Fig 6. DNA profile for season one of House of Cards, episodes 1-13. Note the church scene in episode 3 which we could see in the earlier composite image. Also note the dark area creeping up from the bottom right of the image, covering the final 3-4 episodes, suggesting that the cinematography becomes darker as the series progresses.

But why stop there? Why not apply this method to all seasons of a television series in order to search for patterns on a much larger scale, a la “cultural analytics” (Manovich, 2009)? Or why not compare different series side-by-side as in the following image:

Fig 7. Left: DNA profile of season 1 of House of Cards. Each of the thirteen rows represents one episode. Right: DNA profile of season 1 of Mad Men

FINAL THOUGHTS AND FUTURE USES

Though these are only some initial experiments, they do seem to fulfil Mittell’s definition of deformative criticism in that they not only ‘make the original work strange in some unexpected way’ (2016) but that they also reveal the structure of these texts and offer various other insights. As Mittell (2016) observed following his own experiments with videographic deformative criticism, the possibilities of this type of algorithmic driven approach are almost infinite. For instance, in addition to the X-rays and DNA profiles described above, we can also take the “pulse” of audio visual content by introducing a shot detection algorithm into the workflow. This allows us to identify and extract all keyframes (i.e. the first frame of each new shot) of a video file. We can then use this information to instantly calculate the average shot length (ASL) of any video content (number of extracted keyframes ÷ the runtime of the content = ASL) [2]. We can even extract the timecodes of these keyframes and use this data to plot and visualise the overall pulse of a television episode (see fig. 8) (perhaps more on this in my next CST post). Through these kinds of algorithmic approaches, who knows what other kinds of medical tests we might be able to perform on our favourite television programmes, or what the results may tell us.

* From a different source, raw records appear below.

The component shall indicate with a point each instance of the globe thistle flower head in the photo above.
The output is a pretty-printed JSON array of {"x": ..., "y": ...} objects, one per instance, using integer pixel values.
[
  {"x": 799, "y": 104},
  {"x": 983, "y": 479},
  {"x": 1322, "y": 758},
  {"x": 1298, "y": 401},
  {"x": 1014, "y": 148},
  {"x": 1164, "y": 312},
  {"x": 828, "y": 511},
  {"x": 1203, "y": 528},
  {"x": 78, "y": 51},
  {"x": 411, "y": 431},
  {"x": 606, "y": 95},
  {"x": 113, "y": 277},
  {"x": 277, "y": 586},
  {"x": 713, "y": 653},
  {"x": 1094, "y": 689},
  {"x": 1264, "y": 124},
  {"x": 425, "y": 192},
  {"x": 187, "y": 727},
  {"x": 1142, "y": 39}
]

Fig 8. The pilot episode of House of Cards, reverse engineered and visualised as a pulse. This is just one example of how the narrative might be visualised. In this instance the y axis represents the duration of a shot (in seconds), whilst the x axis represents the duration of the episode (in minutes). The spikes thus refer to long shots. Incidentally, the longest shots tend to be those that feature monologues by Frank Underwood.

WORKS CITED:

Manovich, Lev (2009) ‘Cultural Analytics: Visualizing Cultural Patterns in the Era of “More Media”’, Domus (Spring).

Mittell, Jason (2016) ‘Videographic deformations: PechaKuchas’, Just TV, Jan 12. [Available at: https://justtv.wordpress.com/2016/01/12/videographic-deformations-pechakuchas/]

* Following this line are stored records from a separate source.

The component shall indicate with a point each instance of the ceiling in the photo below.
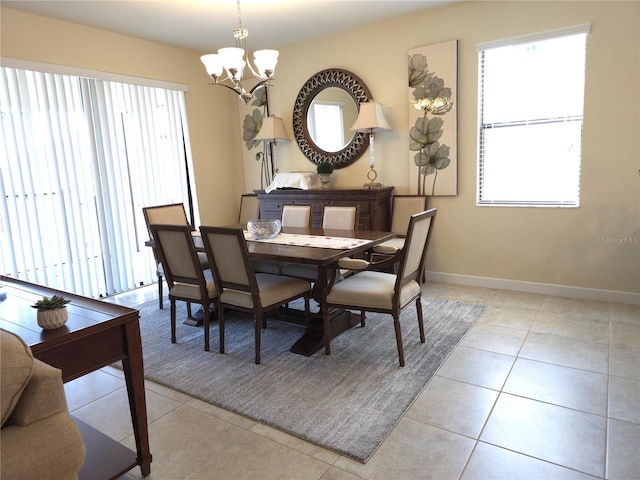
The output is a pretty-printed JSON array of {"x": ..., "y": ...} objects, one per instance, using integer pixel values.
[{"x": 206, "y": 25}]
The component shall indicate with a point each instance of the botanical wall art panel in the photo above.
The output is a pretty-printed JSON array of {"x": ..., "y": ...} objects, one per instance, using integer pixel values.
[
  {"x": 433, "y": 134},
  {"x": 259, "y": 170}
]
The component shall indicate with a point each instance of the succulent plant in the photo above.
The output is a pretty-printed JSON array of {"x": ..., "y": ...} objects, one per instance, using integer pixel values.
[
  {"x": 324, "y": 167},
  {"x": 51, "y": 303}
]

Shulman, Jason (2017) ‘Final cut: films condensed into a single frame – in pictures’, The Guardian, May 16. [Available at: https://theguardian.com/artanddesign/gallery/2017/may/16/jason-shulman-films-condensed-into-a-single-photo-frame-in-pictures]

JP Kelly is a lecturer in film and television at Royal Holloway, University of London. He has published essays in various books and journals including Ephemeral Media (BFI, 2011), Time in Television Narrative (Mississippi University Press, 2012) and Convergence. His current research explores a number of interrelated issues including narrative form in television, issues around digital memory and digital preservation, and the relationship between TV and “big data”. His forthcoming book, Time, Technology and Narrative Form in Contemporary US Television Drama (Palgrave) is due out in late 2017.

NOTES:

[1] The first piece of code uses ffmpeg to extract a user-specified number of frames from a video file (ffmpeg -i myvideo.avi -vf fps=1/60 img%03d.jpg) whilst the second piece of code uses imagemagick to combine these frames into a single image (convert img1.jpg img2.jpg … imgN.jpg –average result.jpg).

[2] In case you were wondering, the pilot of House of Cards has an ASL of 4.28 seconds, excluding the closing credits and the three establishing shots.